Founded in 1998, Wonderfest is the oldest science festival in the United States. It is jointly produced by the Stanford University Chemistry Department, the UC Berkeley Physics Department, and Wonderfest, a non-profit educational project of the Branson School in Marin County, California.
Wonderfest’s broad goals are best described by its mission statement: Through public discourse about provocative scientific questions, Wonderfest aspires to stimulate curiosity, promote careful reasoning, challenge unexamined beliefs, and promote life-long learning.

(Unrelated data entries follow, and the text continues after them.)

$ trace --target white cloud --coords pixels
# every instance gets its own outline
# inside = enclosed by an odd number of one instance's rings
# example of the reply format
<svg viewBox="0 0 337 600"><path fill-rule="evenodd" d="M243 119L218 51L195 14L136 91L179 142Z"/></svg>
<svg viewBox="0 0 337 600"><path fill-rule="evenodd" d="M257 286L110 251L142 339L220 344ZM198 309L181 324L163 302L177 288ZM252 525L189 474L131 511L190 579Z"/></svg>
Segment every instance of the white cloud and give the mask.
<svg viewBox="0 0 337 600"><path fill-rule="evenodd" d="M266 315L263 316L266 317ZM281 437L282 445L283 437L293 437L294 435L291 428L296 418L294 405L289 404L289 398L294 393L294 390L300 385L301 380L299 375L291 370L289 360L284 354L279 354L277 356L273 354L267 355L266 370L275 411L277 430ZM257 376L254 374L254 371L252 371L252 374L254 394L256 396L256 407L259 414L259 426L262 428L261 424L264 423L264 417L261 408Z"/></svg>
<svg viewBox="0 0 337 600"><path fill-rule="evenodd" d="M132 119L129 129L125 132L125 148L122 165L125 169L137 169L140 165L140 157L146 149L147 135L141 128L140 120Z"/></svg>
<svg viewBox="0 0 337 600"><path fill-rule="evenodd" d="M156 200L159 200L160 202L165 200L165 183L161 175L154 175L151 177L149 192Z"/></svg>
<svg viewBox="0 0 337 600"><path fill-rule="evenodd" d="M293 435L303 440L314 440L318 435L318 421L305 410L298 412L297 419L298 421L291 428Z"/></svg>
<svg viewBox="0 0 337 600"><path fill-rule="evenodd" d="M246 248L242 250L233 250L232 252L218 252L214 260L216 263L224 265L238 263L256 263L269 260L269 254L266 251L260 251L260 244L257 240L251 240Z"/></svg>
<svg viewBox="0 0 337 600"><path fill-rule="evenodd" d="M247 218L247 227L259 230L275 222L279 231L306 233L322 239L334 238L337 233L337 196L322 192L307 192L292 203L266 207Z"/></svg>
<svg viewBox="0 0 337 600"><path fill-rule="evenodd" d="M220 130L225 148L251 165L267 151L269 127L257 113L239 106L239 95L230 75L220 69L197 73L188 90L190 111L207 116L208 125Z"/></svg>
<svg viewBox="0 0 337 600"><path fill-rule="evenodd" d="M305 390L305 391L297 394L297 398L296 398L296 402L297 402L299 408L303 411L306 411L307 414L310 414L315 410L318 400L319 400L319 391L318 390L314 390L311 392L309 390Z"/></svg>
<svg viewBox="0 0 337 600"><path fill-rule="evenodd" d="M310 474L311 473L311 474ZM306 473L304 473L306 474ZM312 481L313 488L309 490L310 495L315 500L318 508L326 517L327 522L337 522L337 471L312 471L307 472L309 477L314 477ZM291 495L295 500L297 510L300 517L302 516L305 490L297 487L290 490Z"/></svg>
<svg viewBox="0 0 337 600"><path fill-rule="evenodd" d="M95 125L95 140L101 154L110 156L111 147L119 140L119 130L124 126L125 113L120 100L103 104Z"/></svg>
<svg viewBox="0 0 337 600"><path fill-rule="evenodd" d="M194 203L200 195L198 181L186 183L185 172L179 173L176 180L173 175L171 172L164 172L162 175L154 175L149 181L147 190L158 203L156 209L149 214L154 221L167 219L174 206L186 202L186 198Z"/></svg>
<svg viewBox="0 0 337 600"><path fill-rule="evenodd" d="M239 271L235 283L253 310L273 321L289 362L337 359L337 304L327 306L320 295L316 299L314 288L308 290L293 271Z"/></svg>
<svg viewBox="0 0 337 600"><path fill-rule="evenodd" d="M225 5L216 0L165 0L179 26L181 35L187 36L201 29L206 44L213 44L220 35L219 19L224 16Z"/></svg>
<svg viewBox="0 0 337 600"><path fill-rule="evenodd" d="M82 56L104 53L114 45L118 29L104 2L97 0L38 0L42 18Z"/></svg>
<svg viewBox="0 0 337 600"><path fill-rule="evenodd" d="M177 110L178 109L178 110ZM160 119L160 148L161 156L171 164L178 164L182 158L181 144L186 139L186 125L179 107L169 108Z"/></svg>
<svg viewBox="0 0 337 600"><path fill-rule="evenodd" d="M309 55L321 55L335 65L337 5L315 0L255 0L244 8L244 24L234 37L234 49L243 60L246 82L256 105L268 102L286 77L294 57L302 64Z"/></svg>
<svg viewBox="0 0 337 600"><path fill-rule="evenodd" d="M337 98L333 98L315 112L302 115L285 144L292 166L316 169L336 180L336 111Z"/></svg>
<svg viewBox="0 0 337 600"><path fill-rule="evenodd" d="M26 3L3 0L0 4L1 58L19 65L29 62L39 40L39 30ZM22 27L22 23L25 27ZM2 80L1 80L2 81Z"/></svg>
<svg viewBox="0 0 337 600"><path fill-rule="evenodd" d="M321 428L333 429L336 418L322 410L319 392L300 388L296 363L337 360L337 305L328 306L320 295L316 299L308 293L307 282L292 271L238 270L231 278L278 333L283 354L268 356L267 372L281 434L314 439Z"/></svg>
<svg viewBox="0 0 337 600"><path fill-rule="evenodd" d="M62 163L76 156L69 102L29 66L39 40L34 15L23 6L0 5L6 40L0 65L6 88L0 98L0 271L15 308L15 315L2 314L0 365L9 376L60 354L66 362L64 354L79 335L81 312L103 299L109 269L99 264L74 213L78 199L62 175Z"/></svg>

Wonderfest achieves these goals by producing free public science events that include:
- Signature dialogues between pairs of world-class researchers in discussion of compelling scientific questions;
- The Bechtel WonderCup Challenge science contest among age- and gender-balanced teams of Bay Area high school students;
- The $5000 Carl Sagan Prize for Science Popularization, presented annually to a Bay Area researcher who makes exceptional contributions to the public understanding of science;
- The Amateur Science Forum and the Bay Area Science Expo, where artists, authors, craftspeople, clubs, professional societies, etc. share their love of science;
- Science Stories and Science Laughs, presenting researchers and comedians who bring the more human side of science to light.
Wonderfest’s creator and director is Tucker Hiatt. Its technical director is Eric Yao. Wonderfest is dedicated to the memory of Carl Sagan, who wrote: “I hold that the popular-ization of science is successful if, at first, it does no more than spark the sense of wonder.”